There are numerous examples from Europe and especially the Nordics, where within the timeframe of a generation, the approach to driving discipline or financial planning has gotten truly embedded into citizens with early education being driven via the school system.

Create simple, fit-to-need products:  A key focus area for reform the IRDAI has been driving revolves around simplifying insurance product constructs to enable rapid increase in penetration. The need of the hour is to have simple, bite sized products that are fit to customers’ needs with intuitive customer journeys.

For example, creating simple term products with 10L/15L/20L sum assured with simple and intuitive onboarding as well as seamless servicing and claims processes, could be a game changer.

Simple bundled options embedding relevant insurance in high awareness banking products could also help address the challenges around insurance being complex for our population.

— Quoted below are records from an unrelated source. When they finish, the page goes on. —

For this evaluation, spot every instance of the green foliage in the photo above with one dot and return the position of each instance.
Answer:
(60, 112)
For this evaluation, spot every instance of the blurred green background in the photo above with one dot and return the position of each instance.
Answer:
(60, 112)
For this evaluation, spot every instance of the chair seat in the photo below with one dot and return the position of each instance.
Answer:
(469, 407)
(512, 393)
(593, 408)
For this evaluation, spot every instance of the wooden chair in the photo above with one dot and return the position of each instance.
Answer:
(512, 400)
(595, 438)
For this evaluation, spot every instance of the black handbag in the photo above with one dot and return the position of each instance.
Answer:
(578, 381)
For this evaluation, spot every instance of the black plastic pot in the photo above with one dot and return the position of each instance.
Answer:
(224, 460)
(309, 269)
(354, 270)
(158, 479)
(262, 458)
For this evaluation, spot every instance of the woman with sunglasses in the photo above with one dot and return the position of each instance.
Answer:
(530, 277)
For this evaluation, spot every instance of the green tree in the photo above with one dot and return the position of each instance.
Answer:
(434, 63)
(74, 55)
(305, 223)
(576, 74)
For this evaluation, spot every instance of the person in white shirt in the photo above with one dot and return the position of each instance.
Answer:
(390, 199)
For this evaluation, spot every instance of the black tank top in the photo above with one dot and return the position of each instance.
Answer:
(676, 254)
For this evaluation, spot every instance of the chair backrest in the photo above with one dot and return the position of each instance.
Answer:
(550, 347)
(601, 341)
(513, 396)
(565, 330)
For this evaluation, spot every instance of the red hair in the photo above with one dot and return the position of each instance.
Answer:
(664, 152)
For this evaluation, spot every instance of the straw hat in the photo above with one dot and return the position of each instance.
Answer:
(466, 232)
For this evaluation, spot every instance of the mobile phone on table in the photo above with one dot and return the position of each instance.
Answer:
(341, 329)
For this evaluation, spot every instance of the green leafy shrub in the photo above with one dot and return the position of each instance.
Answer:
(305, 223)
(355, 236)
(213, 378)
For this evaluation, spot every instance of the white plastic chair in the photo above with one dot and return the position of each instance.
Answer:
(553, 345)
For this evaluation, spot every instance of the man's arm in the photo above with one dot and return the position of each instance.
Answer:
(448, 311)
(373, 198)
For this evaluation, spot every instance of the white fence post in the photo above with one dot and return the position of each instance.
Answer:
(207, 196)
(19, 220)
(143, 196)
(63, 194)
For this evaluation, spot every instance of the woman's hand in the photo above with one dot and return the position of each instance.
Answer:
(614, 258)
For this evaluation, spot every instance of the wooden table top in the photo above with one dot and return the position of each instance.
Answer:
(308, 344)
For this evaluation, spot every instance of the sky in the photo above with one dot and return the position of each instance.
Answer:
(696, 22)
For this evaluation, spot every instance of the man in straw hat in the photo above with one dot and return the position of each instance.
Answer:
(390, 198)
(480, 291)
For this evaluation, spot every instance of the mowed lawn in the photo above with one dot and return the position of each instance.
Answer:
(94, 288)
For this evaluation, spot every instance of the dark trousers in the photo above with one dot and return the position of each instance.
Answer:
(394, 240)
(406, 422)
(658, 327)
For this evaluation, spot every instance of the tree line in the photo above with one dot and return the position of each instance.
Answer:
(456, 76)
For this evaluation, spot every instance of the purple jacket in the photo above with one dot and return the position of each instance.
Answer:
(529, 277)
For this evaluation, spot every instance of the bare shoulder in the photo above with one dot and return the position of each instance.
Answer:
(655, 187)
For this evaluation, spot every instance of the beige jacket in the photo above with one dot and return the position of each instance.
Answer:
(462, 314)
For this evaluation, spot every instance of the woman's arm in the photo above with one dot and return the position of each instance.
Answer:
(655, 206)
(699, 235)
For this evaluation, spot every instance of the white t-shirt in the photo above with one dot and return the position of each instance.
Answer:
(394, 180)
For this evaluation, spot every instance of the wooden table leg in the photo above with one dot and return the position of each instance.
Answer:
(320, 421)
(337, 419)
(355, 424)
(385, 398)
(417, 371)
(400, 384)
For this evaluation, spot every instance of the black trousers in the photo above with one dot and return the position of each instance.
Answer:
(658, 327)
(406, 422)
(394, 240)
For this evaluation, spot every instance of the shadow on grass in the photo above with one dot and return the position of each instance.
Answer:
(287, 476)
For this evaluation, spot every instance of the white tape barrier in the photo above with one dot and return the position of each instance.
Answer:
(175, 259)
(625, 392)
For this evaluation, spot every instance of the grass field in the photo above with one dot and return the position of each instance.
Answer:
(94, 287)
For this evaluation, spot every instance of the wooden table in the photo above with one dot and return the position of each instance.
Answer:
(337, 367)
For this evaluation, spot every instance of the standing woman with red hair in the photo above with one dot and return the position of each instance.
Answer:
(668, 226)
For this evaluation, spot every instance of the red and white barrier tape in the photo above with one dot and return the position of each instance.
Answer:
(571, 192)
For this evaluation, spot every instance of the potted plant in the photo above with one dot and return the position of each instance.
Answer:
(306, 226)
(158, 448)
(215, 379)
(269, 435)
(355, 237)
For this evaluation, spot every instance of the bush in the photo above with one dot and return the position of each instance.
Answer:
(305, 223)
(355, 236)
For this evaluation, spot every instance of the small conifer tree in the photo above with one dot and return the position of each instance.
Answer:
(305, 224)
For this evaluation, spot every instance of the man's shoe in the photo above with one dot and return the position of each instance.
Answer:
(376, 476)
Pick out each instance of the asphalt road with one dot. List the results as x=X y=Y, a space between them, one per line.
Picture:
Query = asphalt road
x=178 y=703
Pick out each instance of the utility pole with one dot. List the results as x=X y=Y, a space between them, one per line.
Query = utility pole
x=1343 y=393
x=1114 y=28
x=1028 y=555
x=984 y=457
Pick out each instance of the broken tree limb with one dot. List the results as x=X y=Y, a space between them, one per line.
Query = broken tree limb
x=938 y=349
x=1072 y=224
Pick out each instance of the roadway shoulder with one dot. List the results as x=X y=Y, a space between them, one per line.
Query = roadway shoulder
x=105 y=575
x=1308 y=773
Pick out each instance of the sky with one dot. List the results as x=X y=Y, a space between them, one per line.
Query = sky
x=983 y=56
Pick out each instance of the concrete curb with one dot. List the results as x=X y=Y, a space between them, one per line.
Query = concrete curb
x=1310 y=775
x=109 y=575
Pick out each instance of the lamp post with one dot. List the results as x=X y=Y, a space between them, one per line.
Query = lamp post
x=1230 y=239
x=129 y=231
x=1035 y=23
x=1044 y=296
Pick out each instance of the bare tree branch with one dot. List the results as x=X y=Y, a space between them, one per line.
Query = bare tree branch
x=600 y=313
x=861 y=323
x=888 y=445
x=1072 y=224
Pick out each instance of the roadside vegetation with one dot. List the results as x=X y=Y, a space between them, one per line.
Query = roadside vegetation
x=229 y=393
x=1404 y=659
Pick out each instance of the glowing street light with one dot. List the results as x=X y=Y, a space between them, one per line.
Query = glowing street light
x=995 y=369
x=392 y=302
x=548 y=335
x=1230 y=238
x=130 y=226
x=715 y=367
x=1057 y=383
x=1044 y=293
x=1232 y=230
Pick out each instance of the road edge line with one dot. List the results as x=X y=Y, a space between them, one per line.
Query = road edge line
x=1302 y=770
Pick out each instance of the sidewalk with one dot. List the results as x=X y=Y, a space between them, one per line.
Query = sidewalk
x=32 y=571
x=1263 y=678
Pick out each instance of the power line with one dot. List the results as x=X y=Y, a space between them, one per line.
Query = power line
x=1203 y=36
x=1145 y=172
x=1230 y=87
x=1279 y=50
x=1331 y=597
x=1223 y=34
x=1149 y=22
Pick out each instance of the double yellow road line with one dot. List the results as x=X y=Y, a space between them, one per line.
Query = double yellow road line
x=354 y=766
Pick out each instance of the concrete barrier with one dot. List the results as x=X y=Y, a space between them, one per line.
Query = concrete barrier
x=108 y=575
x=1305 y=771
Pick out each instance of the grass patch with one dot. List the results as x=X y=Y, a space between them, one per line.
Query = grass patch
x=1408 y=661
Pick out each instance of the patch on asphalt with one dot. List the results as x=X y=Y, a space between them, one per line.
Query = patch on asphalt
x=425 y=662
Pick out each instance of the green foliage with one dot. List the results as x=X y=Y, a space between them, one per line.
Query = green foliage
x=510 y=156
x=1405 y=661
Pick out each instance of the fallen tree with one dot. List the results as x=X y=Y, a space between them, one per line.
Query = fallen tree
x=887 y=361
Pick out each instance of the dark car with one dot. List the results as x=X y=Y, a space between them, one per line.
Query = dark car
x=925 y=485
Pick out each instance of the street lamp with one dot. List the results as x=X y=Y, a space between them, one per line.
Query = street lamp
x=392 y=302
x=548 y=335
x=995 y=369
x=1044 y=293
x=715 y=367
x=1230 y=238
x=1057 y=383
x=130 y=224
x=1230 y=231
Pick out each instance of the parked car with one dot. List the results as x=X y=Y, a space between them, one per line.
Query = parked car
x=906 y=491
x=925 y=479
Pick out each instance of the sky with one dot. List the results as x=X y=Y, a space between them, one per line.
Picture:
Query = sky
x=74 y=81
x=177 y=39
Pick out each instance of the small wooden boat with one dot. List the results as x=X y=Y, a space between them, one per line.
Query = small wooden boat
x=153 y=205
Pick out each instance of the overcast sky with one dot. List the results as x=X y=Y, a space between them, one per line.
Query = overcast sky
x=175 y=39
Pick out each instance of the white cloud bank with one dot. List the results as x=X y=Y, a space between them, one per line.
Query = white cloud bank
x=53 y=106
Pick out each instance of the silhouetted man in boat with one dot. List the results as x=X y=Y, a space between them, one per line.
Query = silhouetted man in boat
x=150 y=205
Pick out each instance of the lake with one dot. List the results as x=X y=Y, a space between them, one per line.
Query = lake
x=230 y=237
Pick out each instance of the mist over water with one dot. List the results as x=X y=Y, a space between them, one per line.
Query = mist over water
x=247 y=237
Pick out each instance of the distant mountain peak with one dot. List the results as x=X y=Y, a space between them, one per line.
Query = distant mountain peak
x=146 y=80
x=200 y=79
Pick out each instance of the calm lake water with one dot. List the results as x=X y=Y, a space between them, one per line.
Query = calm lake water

For example, a savings account with built-in life insurance cover where the interest earned (say on a INR 20,000 balance) is netted off with the premium due on a 5 Lakh sum assured term protection plan could be an interesting way to reach a certain segment of customers. These simplified product constructs could fundamentally change the supply context and tap into the un-insured segment in India.

Activate the affluent – “Each one gets one plus”: We believe those more fortunate have a social and moral responsibility to enable access for those in their informal employment. A campaign summarized effectively as “Each one, get one plus” would enable an increase in penetration by encouraging each affluent person/household to sponsor one or more of their dependent workers for insurance coverage.

At a relatively small sum of money for the affluent, say equivalent to a couple of cups of Starbucks a month, each of us could cover an informal worker with basic but appropriate insurance cover. With relevant social and tax-saving incentives, this could unlock a network effect stemming right from the top of the pyramid into the missing-middle or even beyond to the bottom-of-the-pyramid to drive insurance adoption. Channeled at scale, this initiative could drive penetration for 8-10 crore people by galvanizing the 40Mn+ households (expected to grow to nearly 80Mn by 2030) with income > INR 10L today.

Orchestrate ecosystems to shift from products to services – example health: The market today has very rudimentary products, for example health insurance today provides the most basic hospital cash reimbursement products. We believe that the Indian market today needs and is ready for a comprehensive end-to-end offering that could be a subscription-based service covering hospitalisation, medication, diagnostic services, out patient needs, dental needs, the works. Such a comprehensive service offering would clearly enhance the penetration manifold.

In closing, India’s journey to insuring a billion adults is well underway. We have a tall task in front of us given our current under-penetration and scale as the most populous nation in the world. But with a method to the madness that fully deploys all five of the levers identified, we could spur demand and awareness for insurance, drive a more inclusive supply of products and also, remove key friction points. 

We are confident that together with these innovations and interventions, if we can activate the insurers, regulator, government and citizens, we will certainly achieve our aspiration of securing the lives and health of a billion Indians by 2030.